The study addresses whether human C9orf72-HRE microglia exhibit disease-associated phenotypes and cause non-cell-autonomous motor neuron injury. C9orf72-HRE iPSC microglia displayed both loss-of-function (haploinsufficiency vs healthy controls) and gain-of-function features (DPRs, RNA foci), implicating intrinsic pathogenic mechanisms in microglia. Transcriptomic analyses, especially under LPS priming, revealed robust enrichment of immune activation and cytokine/chemokine pathways and downregulation of ER/lysosomal terms, consistent with known roles of C9orf72 in endolysosomal/autophagic processes. Functionally, the central finding is that LPS-primed C9orf72 microglia become neurotoxic to healthy motor neurons via MMP9, as MMP9 is consistently upregulated and its inhibition rescues apoptotic signaling and neuron survival. Unstimulated co-cultures did not show overt neurotoxicity, suggesting that C9orf72 microglia possess latent neurotoxic potential requiring pro-inflammatory activation. DPP4 emerged as a sensitive readout of microglial dysregulation that is MMP9-dependent, indicating potential utility as a biomarker. These results refine the understanding of microglial contributions to C9orf72-ALS by pinpointing MMP9 as a key effector and suggesting therapeutic avenues focused on microglial MMP9 inhibition. The findings complement prior knockout-based models by highlighting gain-of-function HRE impacts and defining conditions under which microglial toxicity manifests.

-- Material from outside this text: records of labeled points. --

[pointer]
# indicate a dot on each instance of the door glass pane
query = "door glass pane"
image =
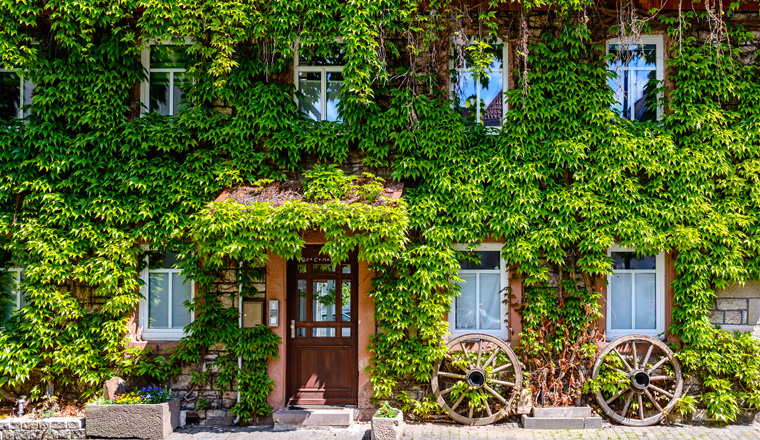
(334, 86)
(646, 304)
(310, 86)
(620, 301)
(465, 303)
(159, 93)
(345, 292)
(181, 292)
(158, 300)
(10, 95)
(301, 306)
(323, 295)
(490, 304)
(322, 332)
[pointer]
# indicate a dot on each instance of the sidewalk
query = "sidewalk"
(508, 431)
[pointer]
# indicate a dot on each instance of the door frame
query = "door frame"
(311, 252)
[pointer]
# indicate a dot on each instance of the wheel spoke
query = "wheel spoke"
(660, 390)
(502, 368)
(653, 400)
(497, 395)
(658, 364)
(646, 357)
(627, 403)
(452, 375)
(611, 399)
(635, 356)
(492, 357)
(620, 356)
(502, 382)
(456, 404)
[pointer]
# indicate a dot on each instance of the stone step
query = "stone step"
(288, 418)
(591, 422)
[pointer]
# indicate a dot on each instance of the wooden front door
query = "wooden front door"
(322, 340)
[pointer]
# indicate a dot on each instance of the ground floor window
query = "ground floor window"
(635, 294)
(480, 305)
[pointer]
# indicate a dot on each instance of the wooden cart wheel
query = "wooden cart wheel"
(649, 380)
(478, 379)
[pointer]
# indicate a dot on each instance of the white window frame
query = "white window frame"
(17, 285)
(159, 334)
(504, 77)
(503, 331)
(643, 40)
(21, 113)
(145, 86)
(659, 272)
(324, 70)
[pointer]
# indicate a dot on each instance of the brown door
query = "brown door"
(322, 341)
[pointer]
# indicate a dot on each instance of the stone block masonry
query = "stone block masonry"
(21, 428)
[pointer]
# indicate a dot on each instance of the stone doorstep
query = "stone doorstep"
(292, 418)
(594, 422)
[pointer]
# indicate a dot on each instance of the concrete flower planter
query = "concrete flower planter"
(143, 421)
(384, 428)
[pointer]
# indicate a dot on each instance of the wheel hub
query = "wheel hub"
(476, 377)
(639, 380)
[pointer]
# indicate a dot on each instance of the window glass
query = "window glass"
(166, 79)
(481, 99)
(635, 68)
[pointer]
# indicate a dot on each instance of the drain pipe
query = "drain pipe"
(240, 325)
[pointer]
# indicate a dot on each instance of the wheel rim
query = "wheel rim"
(478, 379)
(649, 381)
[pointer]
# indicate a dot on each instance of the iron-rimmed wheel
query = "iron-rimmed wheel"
(478, 379)
(649, 380)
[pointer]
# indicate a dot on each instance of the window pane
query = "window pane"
(181, 292)
(620, 301)
(646, 304)
(489, 260)
(345, 292)
(159, 93)
(492, 98)
(310, 86)
(10, 95)
(628, 260)
(158, 300)
(168, 57)
(334, 85)
(323, 301)
(466, 302)
(490, 304)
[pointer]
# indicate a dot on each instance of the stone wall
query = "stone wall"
(20, 428)
(737, 308)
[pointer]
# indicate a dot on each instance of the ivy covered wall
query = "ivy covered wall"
(85, 180)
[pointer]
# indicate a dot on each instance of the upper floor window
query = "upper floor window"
(480, 96)
(319, 81)
(480, 307)
(163, 313)
(12, 297)
(166, 65)
(638, 66)
(635, 294)
(15, 94)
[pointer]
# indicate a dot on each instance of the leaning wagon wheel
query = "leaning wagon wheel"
(477, 380)
(649, 381)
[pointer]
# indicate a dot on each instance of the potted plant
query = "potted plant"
(149, 413)
(387, 423)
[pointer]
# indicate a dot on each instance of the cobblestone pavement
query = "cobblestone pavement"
(506, 431)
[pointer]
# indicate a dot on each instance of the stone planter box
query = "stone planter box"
(144, 421)
(384, 428)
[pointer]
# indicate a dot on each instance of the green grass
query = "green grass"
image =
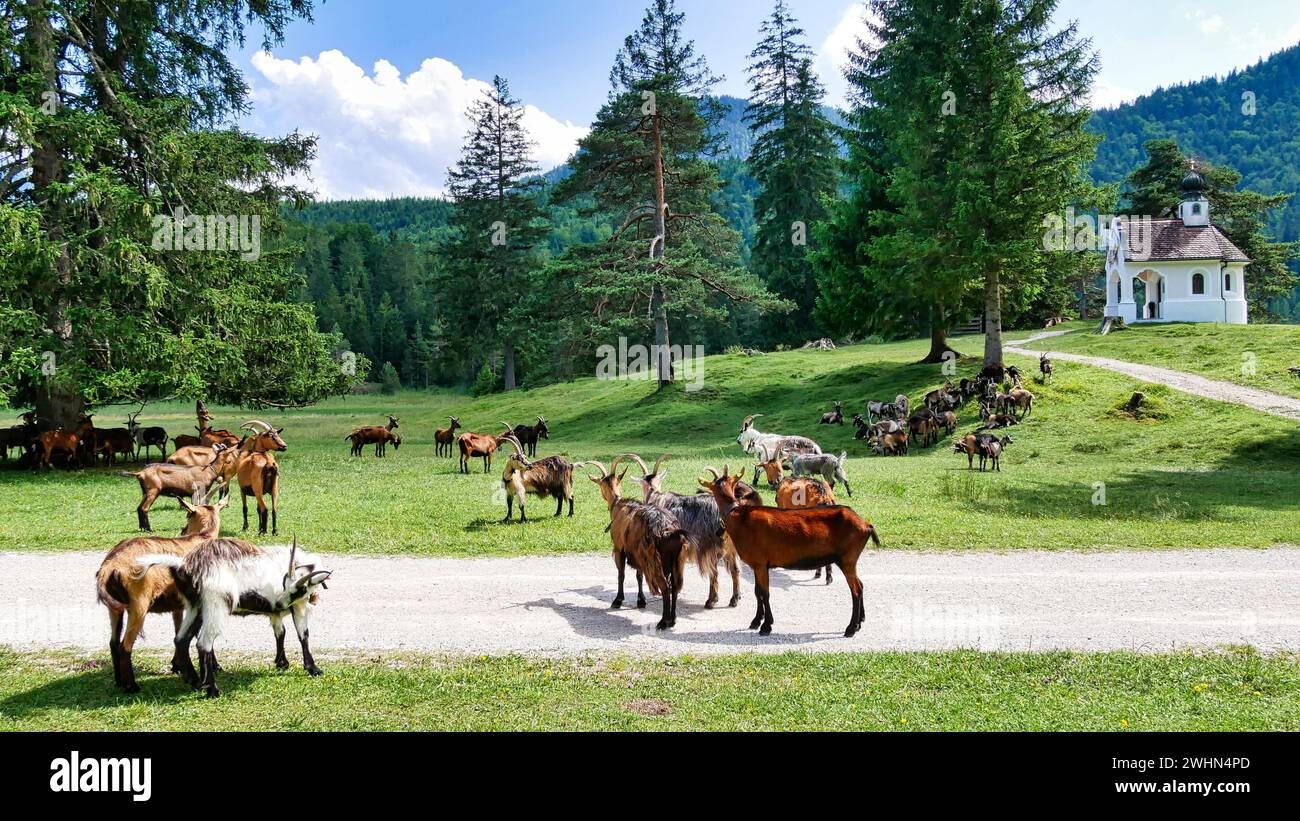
(1225, 352)
(1203, 473)
(1234, 690)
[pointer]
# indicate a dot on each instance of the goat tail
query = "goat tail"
(872, 534)
(151, 560)
(107, 576)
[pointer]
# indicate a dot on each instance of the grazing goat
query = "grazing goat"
(896, 409)
(1019, 402)
(649, 538)
(125, 591)
(833, 417)
(529, 434)
(51, 442)
(999, 420)
(798, 492)
(892, 444)
(378, 435)
(445, 437)
(698, 516)
(481, 446)
(546, 477)
(259, 473)
(827, 465)
(147, 438)
(230, 577)
(796, 539)
(982, 446)
(113, 441)
(180, 481)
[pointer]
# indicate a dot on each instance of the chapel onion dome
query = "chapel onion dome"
(1194, 185)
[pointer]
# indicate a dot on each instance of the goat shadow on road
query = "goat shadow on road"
(599, 622)
(95, 690)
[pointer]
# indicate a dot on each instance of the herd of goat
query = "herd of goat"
(202, 578)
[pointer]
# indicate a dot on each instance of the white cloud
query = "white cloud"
(1207, 22)
(1108, 95)
(833, 55)
(382, 134)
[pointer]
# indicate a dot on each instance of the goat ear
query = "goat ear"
(312, 578)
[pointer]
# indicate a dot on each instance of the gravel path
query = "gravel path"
(1277, 404)
(559, 606)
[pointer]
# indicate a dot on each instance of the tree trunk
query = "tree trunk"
(662, 359)
(508, 368)
(56, 407)
(992, 318)
(937, 337)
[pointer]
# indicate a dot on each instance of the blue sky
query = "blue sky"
(384, 83)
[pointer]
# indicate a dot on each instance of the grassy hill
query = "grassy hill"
(1168, 481)
(1252, 355)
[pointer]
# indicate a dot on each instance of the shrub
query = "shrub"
(485, 382)
(389, 379)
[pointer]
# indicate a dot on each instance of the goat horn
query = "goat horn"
(640, 463)
(614, 465)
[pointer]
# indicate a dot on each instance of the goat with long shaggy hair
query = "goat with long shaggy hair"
(545, 477)
(646, 537)
(125, 593)
(796, 539)
(230, 577)
(707, 543)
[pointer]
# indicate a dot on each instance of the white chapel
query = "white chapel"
(1175, 270)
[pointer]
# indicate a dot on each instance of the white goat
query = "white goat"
(827, 465)
(766, 446)
(232, 577)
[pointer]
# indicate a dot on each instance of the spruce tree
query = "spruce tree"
(498, 221)
(794, 161)
(646, 160)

Human iPSC-derived microglia from C9orf72-ALS patients exhibit intrinsic molecular pathology (haploinsufficiency vs healthy, DPRs, RNA foci) and, under pro-inflammatory priming, a pro-inflammatory transcriptome and secretome with consistent MMP9 upregulation. In co-culture with healthy iPSC motor neurons, LPS-primed C9orf72 microglia induce apoptotic signaling and, with prolonged exposure, neuron loss, both ameliorated by MMP9 inhibition, establishing MMP9 as a mediator and potential therapeutic target. DPP4 release serves as an MMP9-dependent marker of microglial dysfunction and may have biomarker potential. Future work should assess MMP9 and DPP4 in biofluids of C9orf72-ALS patients, evaluate microglial responses to C9orf72-mutant neurons and proteinopathies (TDP-43, DPRs), and test microglia-targeted MMP9 inhibition in vivo and in longer-term, more complex human model systems.

• In vitro iPSC-based models with a limited number of patient and control lines (n=3 per group) may not capture full patient heterogeneity.
• Neurotoxicity required exogenous pro-inflammatory stimulation (LPS); relevance to in vivo disease triggers and timing needs validation.
• Co-culture duration was relatively short; longer-term interactions might reveal additional phenotypes (e.g., synaptic changes) not detected here.
• Isogenic control comparisons did not show haploinsufficiency, indicating potential epigenetic or line-specific differences and limiting attribution of some effects purely to loss-of-function.
• The study focused on healthy MNs to isolate microglial effects; interactions with C9orf72-mutant MNs or other CNS cell types were not examined.
• Findings were not validated in patient biofluids or in vivo, so generalizability to clinical ALS remains to be established.